In quel tempo, Gesù disse ai suoi discepoli: "Chiunque mi ama osserverà la mia parola, e il Padre mio lo amerà e verremo da lui e faremo dimora presso di lui. Chi non mi ama non osserva le mie parole. E la parola che avete udito non è mia, ma del Padre, di colui che mi ha mandato. Queste cose vi ho detto mentre vivevo con voi. Il Paraclito, poi, lo Spirito Santo che il Padre manderà nel nome mio, insegnerà a voi ogni cosa e vi ricorderà tutto quello che vi ho detto. Vi lascio la pace, vi dò la mia pace: ve la dò non come la dà il mondo. Non si turbi il vostro cuore, né si impaurisca. Avete udito che vi ho detto: vado e vengo a voi. Se voi mi amaste, vi rallegrereste certamente che io vado al Padre, perché il Padre è maggiore di me. Ve l’ho detto adesso, prima che succeda: affinché, quando ciò sia avvenuto, crediate. Non parlerò ancora molto con voi. Viene il principe di questo mondo ed egli non ha alcun potere su di me; ma bisogna che il mondo sappia che amo il Padre e agisco conformemente al comandamento che il Padre mi ha dato.
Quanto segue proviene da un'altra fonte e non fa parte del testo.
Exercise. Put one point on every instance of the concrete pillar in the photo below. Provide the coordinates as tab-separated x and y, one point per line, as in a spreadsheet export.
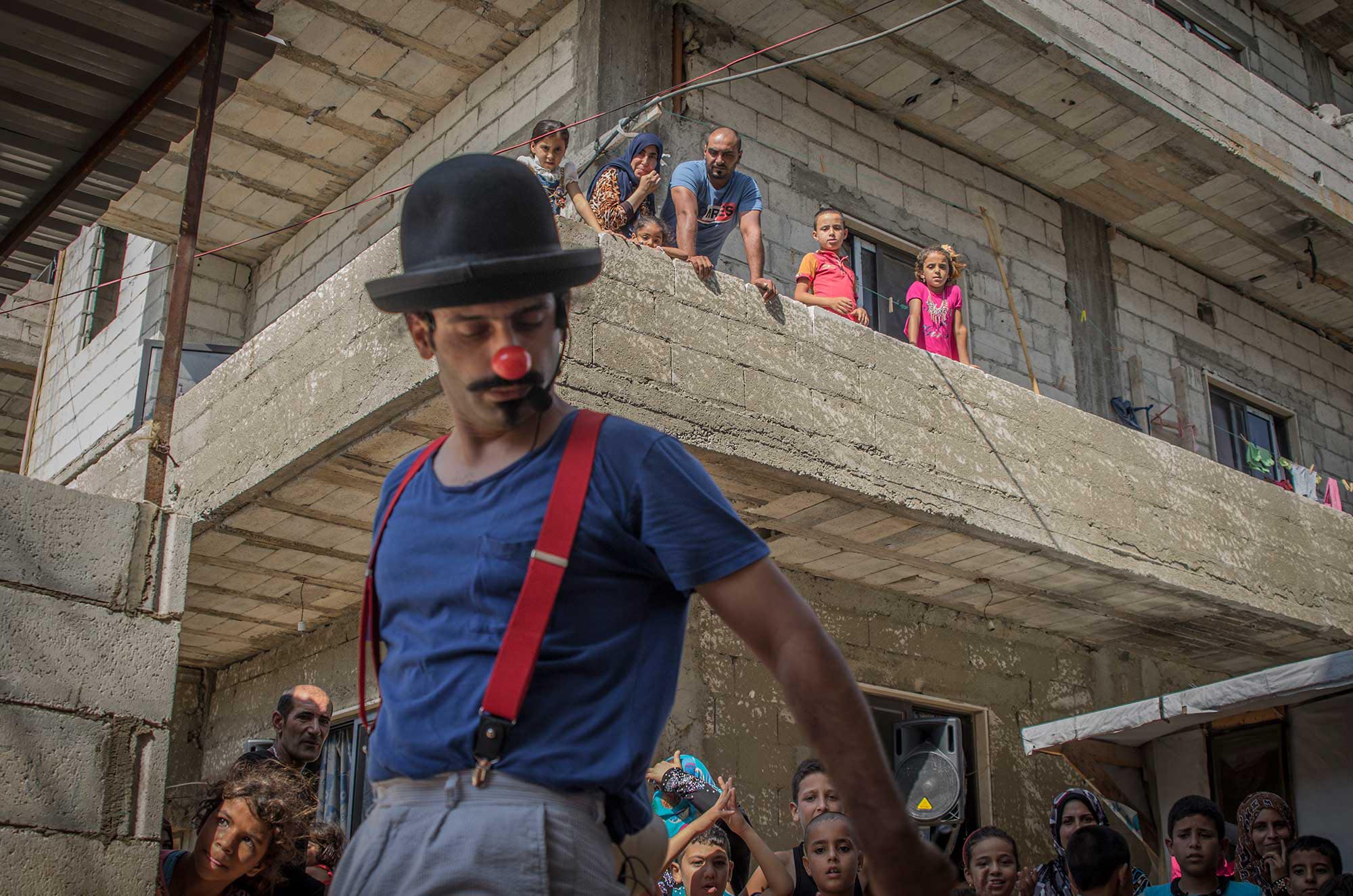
624	53
90	609
1318	72
1090	286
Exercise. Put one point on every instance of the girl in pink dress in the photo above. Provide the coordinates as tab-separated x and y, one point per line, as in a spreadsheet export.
936	304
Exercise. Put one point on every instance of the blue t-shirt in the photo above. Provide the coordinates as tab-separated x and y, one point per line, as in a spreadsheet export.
1233	888
453	562
718	210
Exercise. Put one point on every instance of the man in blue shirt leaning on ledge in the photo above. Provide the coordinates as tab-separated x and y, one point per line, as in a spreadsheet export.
532	796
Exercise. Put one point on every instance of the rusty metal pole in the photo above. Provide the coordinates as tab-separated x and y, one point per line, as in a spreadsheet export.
181	289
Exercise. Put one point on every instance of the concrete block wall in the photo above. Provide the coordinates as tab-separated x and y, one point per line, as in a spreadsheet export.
1137	47
90	615
90	392
536	80
1249	347
904	185
808	147
1277	52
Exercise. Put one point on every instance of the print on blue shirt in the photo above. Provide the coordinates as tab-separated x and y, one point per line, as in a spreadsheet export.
718	210
450	570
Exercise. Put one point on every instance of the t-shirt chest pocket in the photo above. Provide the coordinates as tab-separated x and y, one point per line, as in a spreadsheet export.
500	571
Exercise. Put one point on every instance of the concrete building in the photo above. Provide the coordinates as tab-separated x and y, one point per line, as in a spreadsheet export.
89	586
1178	229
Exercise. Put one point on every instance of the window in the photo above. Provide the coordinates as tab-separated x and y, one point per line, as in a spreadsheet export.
197	362
1248	759
884	267
1209	34
346	796
1239	423
891	707
102	305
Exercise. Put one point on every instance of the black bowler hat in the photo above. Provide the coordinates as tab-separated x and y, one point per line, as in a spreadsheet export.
480	229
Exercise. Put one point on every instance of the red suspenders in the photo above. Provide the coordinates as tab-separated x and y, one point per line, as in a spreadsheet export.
516	659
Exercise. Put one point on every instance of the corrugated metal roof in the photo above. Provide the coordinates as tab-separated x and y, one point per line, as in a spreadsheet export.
70	70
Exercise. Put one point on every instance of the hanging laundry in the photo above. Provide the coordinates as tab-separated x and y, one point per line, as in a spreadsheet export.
1332	494
1304	482
1259	459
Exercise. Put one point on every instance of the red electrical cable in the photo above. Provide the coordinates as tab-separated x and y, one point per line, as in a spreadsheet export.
388	193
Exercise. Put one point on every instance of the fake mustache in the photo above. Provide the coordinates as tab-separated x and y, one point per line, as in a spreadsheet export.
532	378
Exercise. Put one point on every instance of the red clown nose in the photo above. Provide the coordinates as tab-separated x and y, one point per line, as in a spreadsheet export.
512	362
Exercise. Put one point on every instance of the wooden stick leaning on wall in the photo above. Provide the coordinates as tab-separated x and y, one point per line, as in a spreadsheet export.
995	237
30	429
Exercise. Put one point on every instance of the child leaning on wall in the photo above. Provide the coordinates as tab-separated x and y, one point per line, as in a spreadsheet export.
936	305
558	178
826	278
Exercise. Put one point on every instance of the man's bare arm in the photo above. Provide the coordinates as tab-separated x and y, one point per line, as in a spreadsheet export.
688	213
750	227
783	631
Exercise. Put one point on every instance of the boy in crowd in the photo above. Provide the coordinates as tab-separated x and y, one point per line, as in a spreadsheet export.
812	793
700	851
831	859
1197	838
1099	861
1312	861
826	277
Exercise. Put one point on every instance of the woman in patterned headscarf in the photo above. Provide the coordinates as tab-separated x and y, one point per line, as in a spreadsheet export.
1074	809
1266	826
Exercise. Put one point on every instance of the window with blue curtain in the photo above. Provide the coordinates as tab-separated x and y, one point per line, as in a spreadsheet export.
346	795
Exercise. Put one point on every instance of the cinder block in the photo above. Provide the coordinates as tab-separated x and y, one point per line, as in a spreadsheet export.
52	769
35	864
64	540
60	654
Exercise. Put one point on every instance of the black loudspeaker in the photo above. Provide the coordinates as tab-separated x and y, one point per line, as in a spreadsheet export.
929	769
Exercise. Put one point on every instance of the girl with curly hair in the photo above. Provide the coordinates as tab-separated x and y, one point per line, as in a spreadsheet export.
936	304
248	827
1266	828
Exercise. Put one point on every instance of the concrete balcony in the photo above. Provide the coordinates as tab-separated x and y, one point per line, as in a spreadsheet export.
858	458
1114	106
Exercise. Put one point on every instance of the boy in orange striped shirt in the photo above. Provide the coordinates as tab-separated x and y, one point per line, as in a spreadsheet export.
826	278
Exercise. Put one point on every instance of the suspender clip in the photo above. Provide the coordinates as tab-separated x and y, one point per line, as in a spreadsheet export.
489	745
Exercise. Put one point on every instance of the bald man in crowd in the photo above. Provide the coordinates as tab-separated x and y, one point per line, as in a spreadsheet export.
301	723
708	199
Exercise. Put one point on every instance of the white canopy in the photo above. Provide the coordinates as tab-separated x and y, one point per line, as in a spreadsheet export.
1137	723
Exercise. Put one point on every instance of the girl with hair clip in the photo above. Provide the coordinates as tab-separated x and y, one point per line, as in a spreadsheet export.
936	304
558	178
991	864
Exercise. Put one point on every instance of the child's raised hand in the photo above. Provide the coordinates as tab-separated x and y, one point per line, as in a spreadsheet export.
657	773
731	815
719	811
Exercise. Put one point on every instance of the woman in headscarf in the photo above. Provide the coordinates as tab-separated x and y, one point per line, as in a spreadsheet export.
624	189
1266	826
1074	809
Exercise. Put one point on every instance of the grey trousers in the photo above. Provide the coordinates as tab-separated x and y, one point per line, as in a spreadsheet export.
511	838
La celebrazione della Pentecoste segna la conclusione del periodo pasquale. È l'ultimo giorno per adempiere a uno dei cinque principali precetti della Chiesa, che richiede di "confessare e comunicarsi almeno una volta all'anno, pena il peccato grave". Nell'antica Legge, la festa della Pentecoste, conosciuta come Shavuot in ebraico, cioè "festa delle settimane", commemorava la consegna delle tavole dei comandamenti da parte di Dio a Mosè sul Sinai.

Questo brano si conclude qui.